Using the helper functions you created above, visualize a spaghetti plot of your model below.


In [22]:
# YOUR CODE HERE



B = 50

# get `B` bootstrapped fit line charts
# Note opacity=0.1 sets the line opacity so it is easier to see the overlapping lines. Make
# sure your get_salary_linear_fit_chart() function (defined above) properly uses the opacity argument!
line_charts = [get_housing_fit_chart(get_one_bootstrap_housing_fit(), opacity=0.1) for _ in range(B)]

#combine all the line charts together and layer on the points chart
alt.layer(*line_charts) + get_housing_points_chart()

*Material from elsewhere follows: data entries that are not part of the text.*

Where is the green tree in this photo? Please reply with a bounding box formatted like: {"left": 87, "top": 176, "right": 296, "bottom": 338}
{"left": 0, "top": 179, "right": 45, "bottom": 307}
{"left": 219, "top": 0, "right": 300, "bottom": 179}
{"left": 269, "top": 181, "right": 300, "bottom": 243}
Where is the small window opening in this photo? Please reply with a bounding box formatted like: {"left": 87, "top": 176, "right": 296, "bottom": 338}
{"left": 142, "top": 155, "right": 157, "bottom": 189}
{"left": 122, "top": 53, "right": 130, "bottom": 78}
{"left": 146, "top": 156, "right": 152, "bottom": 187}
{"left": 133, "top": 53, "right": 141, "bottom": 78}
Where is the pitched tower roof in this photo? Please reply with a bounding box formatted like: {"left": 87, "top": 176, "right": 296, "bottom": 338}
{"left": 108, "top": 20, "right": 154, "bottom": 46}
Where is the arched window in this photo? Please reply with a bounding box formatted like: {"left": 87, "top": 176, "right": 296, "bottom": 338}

### Question 3.1.3 Create a HOPs chart for your model (5 points)

Using the helper functions you created above, visualize a HOPs chart of your model below.

In [23]:
# YOUR CODE HERE


def get_one_frame_2(i):
    '''
    Return one frame in the animation
    '''

    time.sleep(.2)

    # get the point chart
    points_chart = get_housing_points_chart()
    
    # fit one bootstrap regression
    housing_reg = get_one_bootstrap_housing_fit()
    
    # get the line chart
    line_chart = get_housing_fit_chart(housing_reg)
    
    #return the combined points + lines chart
    return line_chart + points_chart

interact(get_one_frame_2, i = widgets.Play(
    value=0,
    min=0,
    max=100,
    step=1,
    description="Press play",
    disabled=False))

interactive(children=(Play(value=0, description='Press play'), Output()), _dom_classes=('widget-interact',))

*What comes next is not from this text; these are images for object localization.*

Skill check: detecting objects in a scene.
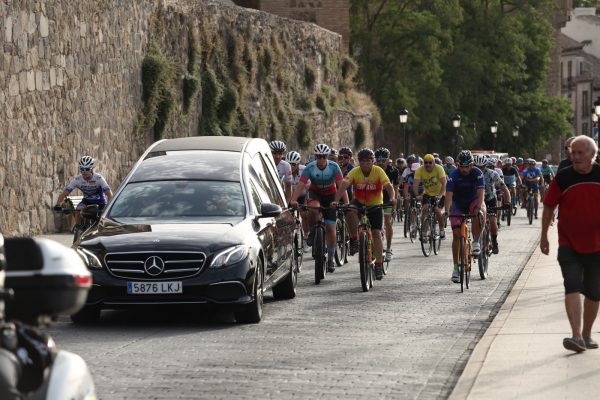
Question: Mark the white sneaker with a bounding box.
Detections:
[384,249,393,262]
[451,269,460,283]
[471,241,481,256]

<function __main__.get_one_frame_2(i)>

### Question 3.1.4 Reflect on your model (3 points)

Given the visualizations above, reflect on the model you chose and your uncertainty in the relationship between `LSTAT` and `price` in these data. Discuss both small world and large world uncertainty. This discussion should be one to two paragraphs at most.

Based on the spaghetti plot visualizations depicted in parts 3.1.2 and 3.1.3, the generally inverse relationship(negative) between LSTAT and home price is very salient. In general, as the number of adults who have not earned their GDP/male blue collar workers increases, housing price declines. However, it is worth noting that this relationship is not conclusively linear, as the data points appear to be more curved or parabolic in shape. This is made clear when fitting a polynomial regression line to the data. Furthermore, this relationship holds when running the fit line through the hypothetical outcome generator in part 3.1.3, with varying degrees of steepness. It is worth noting that the sign of the curve changes at an LTSM of around 25, making that value the inflection point, which implies that, after LTSM reaches a value of around 25, housing prices actually start to rise again. This observation may be a good launching point for further research about the relationship between LSTAT and Price.







Please remember to submit both the HTML and .ipynb formats of your completed notebook. When generating your HTML, be sure to run your complete code first before downloading as HTML. Please remember to work on your explanations and interpretations!